A surety bond is not of course, an insurance policy. 5 There are similarities though, between bonding and insurance transactions; so much so that surety companies are placed under the supervision of the Insurance Commissioner. It would be an interesting matter to discuss whether the legislative view as to insurance policies (one-year minimum period) should also be applied to surety bonds issued by licensed surety companies, bearing in mind that in determining the reasonableness of the period fixed by contractual limitation courts "may resort to the standards and analogies of cognate statutes to inform their judgment." 6 This consideration all the more inclines us to the opinion that the bond here in question should receive the interpretation we give to it, namely, that the three-month period established only a condition precedent, — not a limitation of action. And in that light we must hold that inasmuch as plaintiff’s claim had been presented to General Indemnity Co., Inc., within the three-months period, and as the action had been subsequently filed within the statutory time of prescription, 7 the case should not have been dismissed.

Wherefore, the appealed decision is reversed, and judgment is hereby entered requiring the defendant General Indemnity Co., Inc., to pay plaintiff the sum of P2,282.00 with 7% interest from January 27, 1949. Costs against appellee in both instances. So ordered.

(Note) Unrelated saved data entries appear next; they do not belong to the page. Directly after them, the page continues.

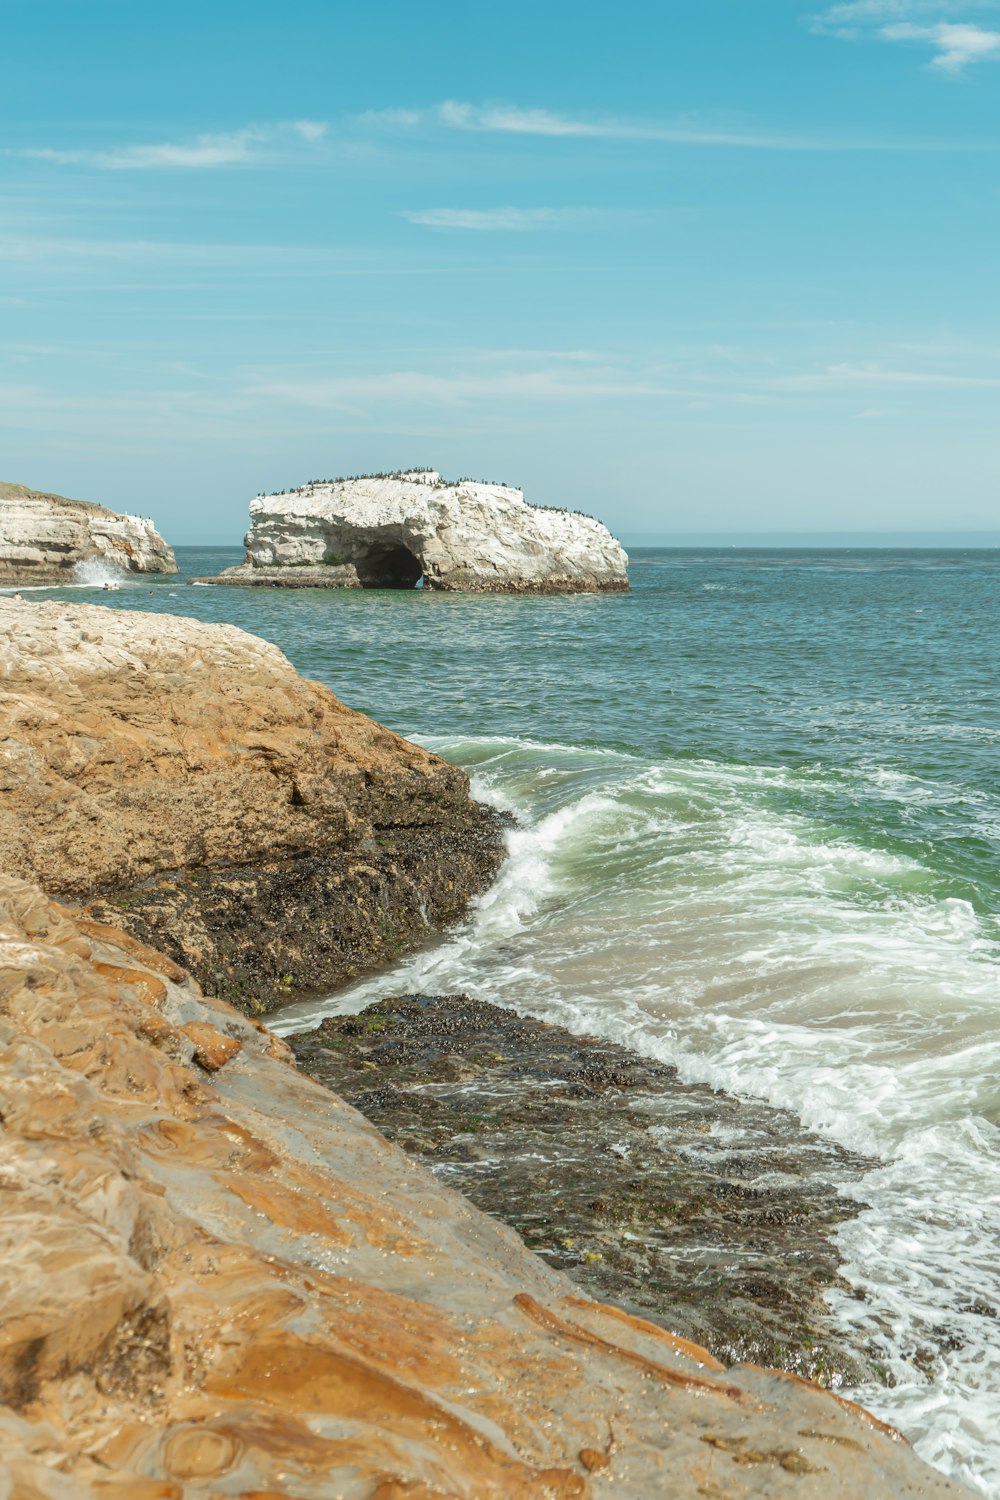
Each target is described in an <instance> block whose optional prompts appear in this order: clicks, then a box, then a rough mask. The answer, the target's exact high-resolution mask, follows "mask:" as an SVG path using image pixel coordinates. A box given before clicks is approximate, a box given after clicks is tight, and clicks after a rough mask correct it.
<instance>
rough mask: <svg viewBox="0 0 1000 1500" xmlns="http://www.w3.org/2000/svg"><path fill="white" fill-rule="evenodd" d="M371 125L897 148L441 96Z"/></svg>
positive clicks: (743, 142)
mask: <svg viewBox="0 0 1000 1500" xmlns="http://www.w3.org/2000/svg"><path fill="white" fill-rule="evenodd" d="M357 123H360V124H361V126H369V127H387V129H405V130H414V129H418V127H427V126H430V127H438V129H441V127H444V129H448V130H460V132H463V133H468V135H508V136H534V138H547V139H552V141H651V142H655V141H660V142H663V144H666V145H705V147H733V148H741V150H768V151H849V150H897V148H898V147H895V145H892V144H891V142H873V141H864V139H846V138H823V136H808V135H789V133H783V132H771V130H759V129H754V127H751V126H732V124H714V123H709V121H706V120H703V118H696V117H687V115H685V117H681V118H678V120H667V121H655V120H652V121H649V120H630V118H619V117H610V115H604V117H600V118H592V120H589V118H583V117H580V115H570V114H559V113H556V111H553V110H540V108H526V107H520V105H499V104H489V105H475V104H469V102H466V101H462V99H445V101H444V102H442V104H438V105H433V107H432V108H429V110H405V108H390V110H369V111H367V113H366V114H361V115H358V117H357Z"/></svg>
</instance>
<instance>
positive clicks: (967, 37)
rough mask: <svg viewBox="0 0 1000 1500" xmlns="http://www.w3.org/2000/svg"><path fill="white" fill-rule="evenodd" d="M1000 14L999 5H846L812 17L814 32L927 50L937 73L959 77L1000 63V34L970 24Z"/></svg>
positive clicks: (859, 4) (842, 3)
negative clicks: (902, 45)
mask: <svg viewBox="0 0 1000 1500" xmlns="http://www.w3.org/2000/svg"><path fill="white" fill-rule="evenodd" d="M999 7H1000V0H846V3H841V5H832V6H829V7H828V9H826V10H823V12H820V13H819V15H816V17H813V23H811V28H813V31H816V33H819V34H820V36H838V37H841V39H844V40H880V42H916V43H924V45H927V46H931V48H933V51H934V57H933V58H931V66H933V68H939V69H940V71H942V72H945V74H951V75H952V77H958V75H961V74H963V72H964V71H966V68H969V65H970V63H981V62H988V60H991V58H993V60H1000V31H999V30H994V28H993V27H987V26H975V24H973V23H970V21H969V13H970V12H972V10H979V12H996V10H997V9H999ZM954 17H961V20H951V18H954Z"/></svg>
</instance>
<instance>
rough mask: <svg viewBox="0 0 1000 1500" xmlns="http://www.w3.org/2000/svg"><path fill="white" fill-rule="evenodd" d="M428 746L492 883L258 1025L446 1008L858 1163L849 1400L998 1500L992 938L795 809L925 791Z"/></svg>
mask: <svg viewBox="0 0 1000 1500" xmlns="http://www.w3.org/2000/svg"><path fill="white" fill-rule="evenodd" d="M427 742H429V744H430V745H432V748H435V750H438V751H441V753H444V754H447V756H448V757H450V759H453V760H459V762H460V763H463V765H466V766H468V768H469V769H471V771H472V772H474V781H475V790H477V795H480V796H481V798H483V799H487V801H493V802H496V804H499V805H504V807H508V808H511V810H513V811H516V814H517V817H519V820H520V826H519V828H517V829H514V831H511V834H510V859H508V862H507V865H505V868H504V871H502V874H501V877H499V880H498V882H496V885H495V886H493V888H492V889H490V891H489V892H487V894H486V895H484V897H483V898H481V900H480V903H478V904H477V907H475V910H474V913H472V915H471V919H469V921H468V922H466V924H465V926H463V927H462V929H459V930H456V932H454V933H453V935H451V936H450V938H448V939H447V941H444V942H442V944H438V945H436V947H433V948H429V950H427V951H424V953H421V954H417V956H415V957H412V959H411V960H408V962H405V963H403V965H400V966H399V968H397V969H394V971H393V972H391V974H390V975H385V974H382V975H379V977H376V978H373V980H369V981H364V983H361V984H358V986H355V987H352V989H351V990H349V992H345V993H342V995H339V996H336V999H333V1001H327V1002H309V1004H303V1005H295V1007H291V1008H289V1010H288V1011H285V1013H282V1016H280V1022H279V1023H277V1028H276V1029H280V1031H285V1032H289V1031H295V1029H300V1028H303V1026H306V1025H309V1023H310V1022H315V1020H318V1017H319V1016H322V1014H330V1013H331V1011H336V1013H348V1011H354V1010H358V1008H361V1007H363V1005H366V1004H369V1002H370V1001H372V999H375V998H378V996H381V995H385V993H391V992H400V990H429V992H456V990H469V992H474V993H475V995H478V996H481V998H483V999H489V1001H493V1002H495V1004H501V1005H514V1007H516V1008H519V1010H522V1011H525V1013H529V1014H532V1016H537V1017H541V1019H546V1020H555V1022H559V1023H562V1025H568V1026H571V1028H574V1029H577V1031H586V1032H592V1034H600V1035H606V1037H609V1038H613V1040H616V1041H622V1043H625V1044H628V1046H631V1047H634V1049H637V1050H640V1052H645V1053H649V1055H654V1056H657V1058H661V1059H664V1061H669V1062H673V1064H676V1067H678V1068H679V1070H681V1074H682V1076H684V1077H685V1079H688V1080H691V1082H708V1083H711V1085H715V1086H717V1088H723V1089H729V1091H732V1092H735V1094H741V1095H753V1097H759V1098H763V1100H768V1101H769V1103H772V1104H775V1106H783V1107H786V1109H792V1110H795V1112H796V1113H798V1115H799V1118H801V1119H802V1121H804V1124H805V1125H807V1127H810V1128H813V1130H816V1131H819V1133H822V1134H825V1136H828V1137H831V1139H835V1140H838V1142H841V1143H843V1145H847V1146H850V1148H855V1149H861V1151H864V1152H868V1154H873V1155H877V1157H879V1158H880V1160H882V1163H883V1164H882V1166H880V1167H879V1169H877V1170H874V1172H873V1173H870V1175H868V1176H867V1178H865V1181H864V1182H862V1184H861V1185H858V1187H855V1188H853V1190H849V1191H852V1193H853V1194H855V1196H856V1197H858V1199H859V1200H861V1202H864V1203H865V1205H868V1206H867V1208H865V1209H864V1211H862V1214H861V1217H859V1218H856V1220H853V1221H852V1223H850V1224H849V1226H846V1227H844V1229H843V1230H841V1250H843V1254H844V1262H846V1280H847V1281H849V1283H850V1286H852V1287H853V1289H855V1290H856V1293H859V1296H849V1295H846V1293H838V1295H835V1296H834V1299H832V1302H834V1310H835V1313H837V1317H838V1319H840V1320H841V1323H843V1325H844V1326H846V1328H850V1329H855V1331H859V1332H861V1334H862V1335H864V1338H865V1340H867V1341H868V1344H870V1346H871V1349H873V1352H874V1353H876V1356H877V1358H879V1359H880V1361H882V1364H883V1367H885V1370H886V1376H888V1379H891V1380H894V1382H895V1385H892V1386H888V1388H886V1386H871V1388H864V1389H862V1391H859V1392H855V1395H858V1397H859V1400H862V1401H864V1403H865V1404H867V1406H868V1407H870V1409H871V1410H873V1412H876V1413H877V1415H880V1416H885V1418H888V1419H889V1421H892V1422H897V1424H898V1425H900V1427H901V1428H903V1430H904V1431H906V1433H907V1436H909V1437H910V1439H912V1440H913V1442H915V1443H916V1446H918V1449H919V1452H921V1454H922V1455H924V1457H925V1458H928V1460H930V1461H933V1463H936V1464H937V1466H939V1467H942V1469H945V1470H946V1472H949V1473H952V1475H955V1476H957V1478H961V1479H966V1481H967V1482H969V1484H972V1485H973V1487H975V1488H978V1490H979V1491H981V1493H982V1494H988V1496H999V1494H1000V1452H999V1448H997V1442H996V1430H997V1415H999V1406H1000V1347H999V1346H1000V1340H999V1338H997V1332H999V1323H997V1314H999V1313H1000V1265H999V1257H997V1244H999V1242H1000V1202H999V1200H997V1191H996V1184H997V1181H1000V1130H999V1128H997V1127H999V1124H1000V1091H999V1086H997V1076H999V1074H1000V1005H999V1004H997V1002H999V1001H1000V942H999V939H1000V929H999V927H997V922H996V919H993V918H991V916H990V915H988V913H984V912H979V910H978V909H976V906H975V904H973V901H972V900H969V898H966V897H964V895H955V894H952V892H951V888H949V886H948V883H946V882H943V879H942V874H940V871H936V870H933V868H930V867H928V865H925V864H924V862H922V861H921V859H919V858H918V856H915V853H913V852H906V850H901V849H898V847H892V840H889V838H886V840H883V841H882V844H879V846H876V844H868V843H864V841H861V838H858V837H856V835H852V834H850V832H846V831H844V828H841V826H838V823H837V819H835V817H834V816H832V814H829V813H828V814H826V816H822V814H820V813H817V807H823V808H832V807H837V805H838V804H840V802H843V801H844V799H847V801H850V798H852V796H861V795H865V796H870V795H877V796H880V798H885V799H889V801H895V802H898V804H900V814H901V816H903V813H904V810H906V804H907V802H910V801H916V802H919V801H921V799H925V798H927V795H928V789H927V786H925V784H924V783H922V781H921V780H919V777H912V775H897V774H895V772H882V771H880V769H879V768H877V766H874V768H867V769H865V768H858V769H853V771H850V772H843V774H841V772H837V771H831V768H829V766H828V768H823V769H820V768H814V769H811V768H808V766H805V768H795V769H790V768H787V766H774V768H771V766H747V765H724V763H717V762H711V760H700V762H694V760H660V762H654V760H643V759H640V757H637V756H633V754H622V753H618V751H612V750H595V748H580V747H570V745H558V744H534V742H531V741H523V739H504V738H489V739H460V741H459V739H433V741H427ZM852 778H853V781H852ZM853 783H856V784H853ZM934 793H937V795H940V793H942V787H940V786H937V787H934Z"/></svg>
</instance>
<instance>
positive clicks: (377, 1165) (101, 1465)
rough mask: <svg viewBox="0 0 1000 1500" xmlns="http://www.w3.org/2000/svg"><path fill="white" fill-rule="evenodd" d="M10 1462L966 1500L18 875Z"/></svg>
mask: <svg viewBox="0 0 1000 1500" xmlns="http://www.w3.org/2000/svg"><path fill="white" fill-rule="evenodd" d="M0 1109H1V1112H3V1131H1V1134H0V1166H1V1170H3V1193H4V1214H3V1217H1V1218H0V1241H1V1242H3V1277H0V1449H1V1454H3V1457H1V1461H0V1463H1V1473H3V1479H4V1481H6V1490H7V1493H9V1494H10V1496H16V1497H25V1500H27V1497H28V1496H30V1497H34V1500H94V1497H96V1500H195V1497H208V1496H211V1497H223V1496H232V1497H237V1496H241V1497H244V1500H250V1497H255V1500H279V1497H280V1500H331V1497H333V1496H342V1497H343V1500H432V1497H448V1500H589V1497H594V1500H601V1497H609V1500H610V1497H612V1496H618V1497H636V1500H640V1497H649V1496H663V1497H678V1500H681V1497H684V1500H688V1497H691V1496H705V1497H717V1500H723V1497H729V1496H736V1494H739V1496H760V1497H765V1496H766V1497H772V1500H775V1497H777V1500H781V1497H795V1500H832V1497H843V1500H858V1497H859V1496H879V1497H880V1500H892V1497H897V1496H898V1497H904V1496H906V1497H907V1500H919V1497H927V1500H945V1497H958V1496H961V1494H963V1493H964V1491H963V1490H961V1488H960V1487H958V1485H955V1484H952V1482H951V1481H948V1479H945V1478H943V1476H940V1475H936V1473H934V1472H931V1470H928V1469H927V1467H925V1466H924V1464H922V1463H919V1460H916V1457H915V1455H913V1452H912V1451H910V1449H909V1448H907V1445H906V1443H904V1442H903V1440H901V1439H900V1437H898V1436H897V1434H894V1433H892V1430H889V1428H885V1427H882V1425H880V1424H877V1422H874V1421H873V1419H871V1418H868V1416H867V1415H865V1413H864V1412H862V1410H861V1409H858V1407H853V1406H850V1404H849V1403H841V1401H838V1400H837V1398H835V1397H832V1395H829V1394H828V1392H823V1391H820V1389H817V1388H816V1386H810V1385H808V1383H804V1382H801V1380H798V1379H796V1377H790V1376H786V1374H780V1373H774V1371H766V1370H760V1368H757V1367H756V1365H751V1364H748V1365H742V1367H739V1368H735V1370H729V1371H727V1370H724V1368H723V1367H721V1365H720V1362H718V1361H715V1359H714V1358H712V1356H711V1355H709V1353H708V1352H706V1350H702V1349H699V1347H697V1346H694V1344H690V1343H685V1341H684V1340H682V1338H676V1337H673V1335H670V1334H669V1332H666V1331H664V1329H663V1328H658V1326H657V1325H654V1323H649V1322H645V1320H643V1319H639V1317H634V1316H631V1314H630V1313H627V1311H621V1310H618V1308H613V1307H606V1305H603V1304H600V1302H594V1301H592V1299H591V1298H588V1296H582V1295H580V1292H579V1290H577V1289H574V1286H573V1284H571V1283H568V1281H567V1278H565V1277H562V1275H561V1274H559V1272H556V1271H552V1269H550V1268H549V1266H546V1265H544V1262H543V1259H541V1257H538V1256H532V1254H531V1253H529V1251H528V1250H525V1247H523V1244H522V1242H520V1241H519V1239H517V1236H516V1235H514V1233H511V1232H510V1230H508V1229H505V1227H504V1226H501V1224H499V1223H498V1221H496V1220H492V1218H489V1217H487V1215H484V1214H480V1212H478V1211H477V1209H475V1208H474V1206H472V1205H471V1203H469V1202H468V1200H466V1199H463V1197H460V1196H459V1194H456V1193H451V1191H450V1190H448V1188H445V1187H442V1185H441V1184H439V1182H438V1181H436V1179H435V1178H433V1176H432V1175H430V1173H427V1172H426V1170H423V1169H421V1167H418V1166H414V1164H412V1163H411V1161H408V1158H406V1157H405V1155H403V1154H402V1152H400V1151H397V1149H396V1148H394V1146H391V1145H388V1143H387V1142H385V1140H384V1139H382V1137H381V1136H379V1134H378V1133H376V1131H375V1130H373V1128H372V1127H370V1125H369V1124H367V1122H366V1121H364V1119H363V1118H361V1116H360V1115H358V1113H355V1112H354V1110H352V1109H351V1107H349V1106H348V1104H345V1103H342V1101H340V1100H337V1098H336V1095H333V1094H330V1092H328V1091H327V1089H324V1088H321V1086H319V1085H318V1083H313V1082H312V1080H309V1079H307V1077H304V1076H303V1074H301V1073H298V1071H297V1070H295V1068H294V1067H289V1064H288V1053H286V1049H285V1047H283V1044H282V1043H280V1041H277V1040H276V1038H273V1037H270V1035H268V1034H267V1032H264V1031H262V1029H259V1028H255V1026H253V1023H250V1022H247V1020H246V1019H243V1017H241V1016H238V1014H237V1013H235V1011H234V1010H232V1008H231V1007H228V1005H225V1004H223V1002H219V1001H205V999H202V998H201V995H199V992H198V987H196V986H195V984H193V983H192V981H190V980H189V978H187V977H186V975H184V974H183V971H180V969H178V968H177V966H174V965H172V963H169V960H166V959H163V957H162V956H159V954H156V953H153V951H150V950H147V948H144V947H141V945H138V944H136V942H135V941H133V939H130V938H127V936H126V935H123V933H118V932H115V930H114V929H108V927H103V926H100V924H96V922H93V921H88V919H81V918H73V916H72V915H70V913H69V912H67V910H66V909H64V907H60V906H57V904H54V903H52V901H48V900H46V898H45V897H43V895H42V894H40V891H37V888H36V886H31V885H28V883H25V882H21V880H15V879H10V877H9V876H0Z"/></svg>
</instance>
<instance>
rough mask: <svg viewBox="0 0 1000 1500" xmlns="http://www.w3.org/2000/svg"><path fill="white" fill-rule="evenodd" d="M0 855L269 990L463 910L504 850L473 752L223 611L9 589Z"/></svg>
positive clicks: (379, 944) (334, 974)
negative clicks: (268, 642)
mask: <svg viewBox="0 0 1000 1500" xmlns="http://www.w3.org/2000/svg"><path fill="white" fill-rule="evenodd" d="M0 721H1V723H3V738H0V868H6V870H9V871H10V873H13V874H19V876H24V877H25V879H33V880H37V882H39V883H40V885H42V886H43V888H45V889H46V891H48V892H49V894H52V895H57V897H60V898H64V900H72V901H87V900H93V898H94V897H97V895H99V897H102V901H100V904H94V906H93V915H94V916H96V918H97V919H111V921H114V922H117V924H118V926H123V924H124V926H127V927H129V929H130V932H133V935H135V936H136V938H139V939H142V941H145V942H151V944H154V945H156V947H163V948H166V950H168V951H169V953H171V954H172V956H174V959H177V960H178V962H180V963H183V965H184V966H186V968H189V969H192V971H193V972H195V974H196V975H198V978H199V980H201V981H202V983H204V984H205V987H210V989H213V990H214V992H216V993H223V995H226V998H231V999H234V1001H238V1002H240V1004H241V1005H244V1007H246V1008H261V1010H265V1008H268V1007H271V1005H274V1004H280V1002H282V1001H285V999H286V998H288V995H289V993H292V992H295V990H303V989H309V987H316V986H327V987H333V986H334V984H337V983H342V981H343V980H345V978H348V977H349V975H351V974H358V972H361V971H364V969H366V968H370V966H373V965H375V963H379V962H382V960H384V959H387V957H391V956H394V954H396V953H399V951H400V948H402V947H405V945H406V944H412V942H414V941H420V939H423V938H426V935H427V932H429V930H432V929H433V927H435V926H439V924H442V922H447V921H451V919H453V918H456V916H459V915H460V913H462V912H463V909H465V906H466V903H468V900H469V897H471V895H474V894H477V892H478V891H481V889H484V888H486V885H489V880H490V879H492V876H493V873H495V870H496V864H498V861H499V858H501V838H499V834H498V831H496V823H495V819H493V816H492V814H489V813H486V810H483V808H480V807H477V804H475V802H472V801H471V798H469V783H468V777H466V775H465V772H463V771H459V769H457V768H456V766H450V765H447V763H445V762H444V760H441V759H439V757H438V756H432V754H429V753H427V751H426V750H421V748H418V747H417V745H414V744H409V742H406V741H405V739H400V738H399V735H394V733H390V730H387V729H382V727H381V724H375V723H372V720H370V718H366V717H364V715H363V714H357V712H352V711H351V709H349V708H345V706H343V703H340V702H339V700H337V699H336V697H334V696H333V693H331V691H330V690H328V688H327V687H322V685H321V684H318V682H309V681H306V679H304V678H301V676H298V673H297V672H295V670H294V667H292V666H291V663H289V661H288V660H286V657H285V655H282V652H280V651H279V649H277V648H276V646H273V645H268V643H267V642H264V640H258V639H256V637H255V636H250V634H247V633H246V631H243V630H237V628H235V627H232V625H205V624H202V622H199V621H196V619H184V618H178V616H174V615H144V613H139V612H132V610H127V612H126V610H111V609H103V607H99V606H93V604H55V603H52V604H30V603H27V601H12V600H0Z"/></svg>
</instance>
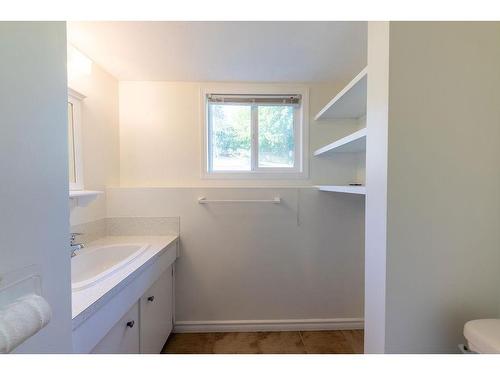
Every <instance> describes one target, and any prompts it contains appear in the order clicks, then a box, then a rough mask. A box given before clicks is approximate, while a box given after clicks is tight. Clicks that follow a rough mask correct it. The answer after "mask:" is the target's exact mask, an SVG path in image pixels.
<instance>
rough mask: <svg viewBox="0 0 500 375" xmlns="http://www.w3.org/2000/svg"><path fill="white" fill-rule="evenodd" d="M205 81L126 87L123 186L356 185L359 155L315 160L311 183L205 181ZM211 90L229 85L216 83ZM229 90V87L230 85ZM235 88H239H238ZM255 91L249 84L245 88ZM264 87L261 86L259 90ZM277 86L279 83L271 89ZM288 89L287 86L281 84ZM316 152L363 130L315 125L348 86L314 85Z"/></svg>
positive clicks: (313, 105)
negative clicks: (345, 86)
mask: <svg viewBox="0 0 500 375" xmlns="http://www.w3.org/2000/svg"><path fill="white" fill-rule="evenodd" d="M203 85H207V83H205V84H204V83H199V82H120V95H119V96H120V155H121V157H120V185H121V186H127V187H132V186H142V187H144V186H227V185H230V186H304V185H306V186H307V185H309V186H310V185H311V184H312V183H317V184H327V183H330V184H332V183H336V184H347V183H349V182H352V181H353V180H356V177H357V174H356V169H357V167H358V165H361V167H362V168H364V165H362V163H361V164H360V160H359V157H357V156H356V155H335V156H333V157H328V156H326V157H322V158H311V160H310V178H309V179H306V180H304V179H296V180H274V181H272V180H253V181H249V180H240V181H238V180H231V181H228V180H213V179H211V180H202V179H200V176H201V149H202V147H201V146H202V143H201V136H202V126H203V119H202V118H201V99H200V95H201V92H200V90H201V87H202V86H203ZM209 85H210V86H215V85H217V86H222V87H224V84H220V83H219V84H217V83H210V84H209ZM226 85H227V84H226ZM232 85H234V83H233V84H232ZM241 85H242V86H245V87H249V90H251V87H252V85H251V84H248V83H244V84H241ZM260 86H262V85H259V87H260ZM267 86H269V87H275V86H276V84H273V85H269V84H268V85H267ZM280 86H286V85H280ZM307 86H308V87H310V111H309V112H310V121H309V126H310V127H309V135H310V153H312V151H313V150H314V149H316V148H319V147H321V146H324V145H325V144H328V143H330V142H331V141H332V140H334V139H336V138H340V137H342V136H344V135H346V134H348V133H350V132H352V131H353V129H356V128H359V127H360V125H359V124H358V123H357V122H356V121H352V120H344V121H336V122H335V124H333V123H332V122H328V121H327V122H315V121H312V119H313V117H314V115H315V114H316V113H317V112H318V111H319V109H321V107H322V106H324V105H325V104H326V103H327V102H328V101H329V100H330V99H331V98H332V97H333V95H334V94H335V93H336V92H337V91H338V89H340V88H341V87H342V85H332V84H324V85H319V84H309V85H307Z"/></svg>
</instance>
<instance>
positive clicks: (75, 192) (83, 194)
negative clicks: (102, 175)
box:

Paras, C.J., Padilla, Montemayor, Reyes, A., Bautista Angelo, Labrador, Concepcion, Reyes, J. B. L., Endencia and Felix, JJ., concur.


1. Which on further examination turns into such certainty as is attainable through judicial process.

2. Still more absurd if the claim is presented to the surety on the last minute of the last day; because the next minute it prescribes. Any interpretation of the contract which leads to an absurdity should be rejected, and that interpretation which is reasonable and just should be preferred. (Ferrer v. Ignacio, 39 Phil., 446.)

3. Art. 1288 Civil Code; Heacock v. Macondray, 42 Phil., 205.

4. Macias & Co. v. China Fire Ins. & Co. 46 Phil., 345, 346, 358.

5. Phil. Surety v. Royal Oil, 102 Phil., 326.

6. South & Central American Com. Co. v. Panama P. Co. 142 N. E. 666, 237 N. Y. 287.

7. Ten years, because the contract is written.